Das „Neuland akzeptieren

Angela Merkel wurde vor einigen Jahren belächelt, als sie sagte: „Das Internet ist für uns alle Neuland.“ Und auch wenn ich mich selten hinter Aussagen der Kanzlerin stelle, gebe ich ihr in diesem Punkt völlig Recht. Das Internet, mit seiner gesellschaftsumwälzenden Kraft, ist in der Tat für uns alle Neuland, zumindest für die meisten Nutzer. Ein gesunder Umgang mit dem Internet ist noch lange nicht gewährleistet, nur weil die Menschen wissen, wie man etwas in soziale Netzwerke postet oder wie man einen Artikel auf Amazon bestellt. Es ist noch ein langer Weg zu gehen, bis die Menschen verstanden haben, wie das Internet als Ganzes wirkt und in welchen Formen es die Gesellschaften beeinflusst und verändert. Die Algorithmen, die bestimmen, was wir zu sehen bekommen, die Meinungsblasen, in die wir durch sie geschoben werden, radikale Strömungen, wie der IS oder die „Neuen Rechten“, die die Netzwerke für sich nutzen und die Überwachungsmöglichkeiten, die sogar die kühnsten Visionen von George Orwell in den Schatten stellen, all das muss erst aufgearbeitet und eine Lösung dafür gefunden werden.

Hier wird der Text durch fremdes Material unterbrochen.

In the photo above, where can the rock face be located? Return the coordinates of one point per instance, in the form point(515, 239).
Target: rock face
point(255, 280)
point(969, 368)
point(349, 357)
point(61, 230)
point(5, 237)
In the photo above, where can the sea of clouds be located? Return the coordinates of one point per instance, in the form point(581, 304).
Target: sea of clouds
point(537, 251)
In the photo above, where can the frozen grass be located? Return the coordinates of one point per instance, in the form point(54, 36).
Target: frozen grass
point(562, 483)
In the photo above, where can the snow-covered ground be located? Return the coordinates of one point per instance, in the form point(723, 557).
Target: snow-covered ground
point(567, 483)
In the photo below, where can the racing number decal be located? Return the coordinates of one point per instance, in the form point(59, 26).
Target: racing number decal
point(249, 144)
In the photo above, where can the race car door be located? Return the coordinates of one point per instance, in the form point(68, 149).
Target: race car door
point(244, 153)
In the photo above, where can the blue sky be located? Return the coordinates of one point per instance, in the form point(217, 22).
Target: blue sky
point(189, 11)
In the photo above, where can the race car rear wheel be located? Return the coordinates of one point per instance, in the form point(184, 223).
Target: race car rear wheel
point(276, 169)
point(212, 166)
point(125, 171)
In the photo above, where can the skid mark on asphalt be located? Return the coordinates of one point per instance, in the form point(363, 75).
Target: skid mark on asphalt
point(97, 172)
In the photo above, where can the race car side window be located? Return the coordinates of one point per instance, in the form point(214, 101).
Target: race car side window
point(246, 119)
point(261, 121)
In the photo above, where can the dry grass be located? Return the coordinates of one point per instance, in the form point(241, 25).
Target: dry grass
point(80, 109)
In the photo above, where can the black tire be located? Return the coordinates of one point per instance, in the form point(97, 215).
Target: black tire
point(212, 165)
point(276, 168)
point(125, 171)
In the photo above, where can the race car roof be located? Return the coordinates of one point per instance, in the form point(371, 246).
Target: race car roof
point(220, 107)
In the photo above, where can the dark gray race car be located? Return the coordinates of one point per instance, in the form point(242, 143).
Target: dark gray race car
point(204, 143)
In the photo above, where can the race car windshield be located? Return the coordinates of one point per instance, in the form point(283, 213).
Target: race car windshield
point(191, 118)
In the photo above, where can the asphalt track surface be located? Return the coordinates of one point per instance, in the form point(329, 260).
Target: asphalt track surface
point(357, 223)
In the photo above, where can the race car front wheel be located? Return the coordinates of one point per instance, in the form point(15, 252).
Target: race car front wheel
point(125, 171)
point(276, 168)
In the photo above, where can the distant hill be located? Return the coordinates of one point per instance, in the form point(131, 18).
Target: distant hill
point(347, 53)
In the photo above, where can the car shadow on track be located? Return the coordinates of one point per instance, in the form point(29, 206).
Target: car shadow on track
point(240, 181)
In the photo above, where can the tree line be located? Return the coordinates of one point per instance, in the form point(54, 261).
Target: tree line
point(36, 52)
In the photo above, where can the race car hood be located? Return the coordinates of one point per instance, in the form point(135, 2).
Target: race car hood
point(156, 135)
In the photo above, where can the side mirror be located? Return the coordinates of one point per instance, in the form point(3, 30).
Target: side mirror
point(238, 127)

Zensur kann nicht die Antwort darauf sein, weil sie die Freiheit insgesamt einschränkt und eben immer von denen durchgeführt wird, die gerade an der Macht sind. Was genau die Lösung für diese Herausforderungen im Umgang mit dem Internet ist, weiß ich nicht, aber die Erkenntnis, dass das Internet eben doch Neuland für uns alle ist, sollte sich durchsetzen und gemeinsam nach Lösungen gesucht werden.

Über den Autor

Barbara.

Barbara. arbeitet anonym als Streetart-Künstlerin. Ihre Sprache auf Klebeschildern im öffentlichen Raum richten sich oft gegen Rassismus, Diskriminierung und Menschenfeindlichkeit. Über Facebook und Instagram verbreitet, erreicht ihre Kunst eine große Öffentlichkeit. 2016 erhielt sie den Grimme Online Award.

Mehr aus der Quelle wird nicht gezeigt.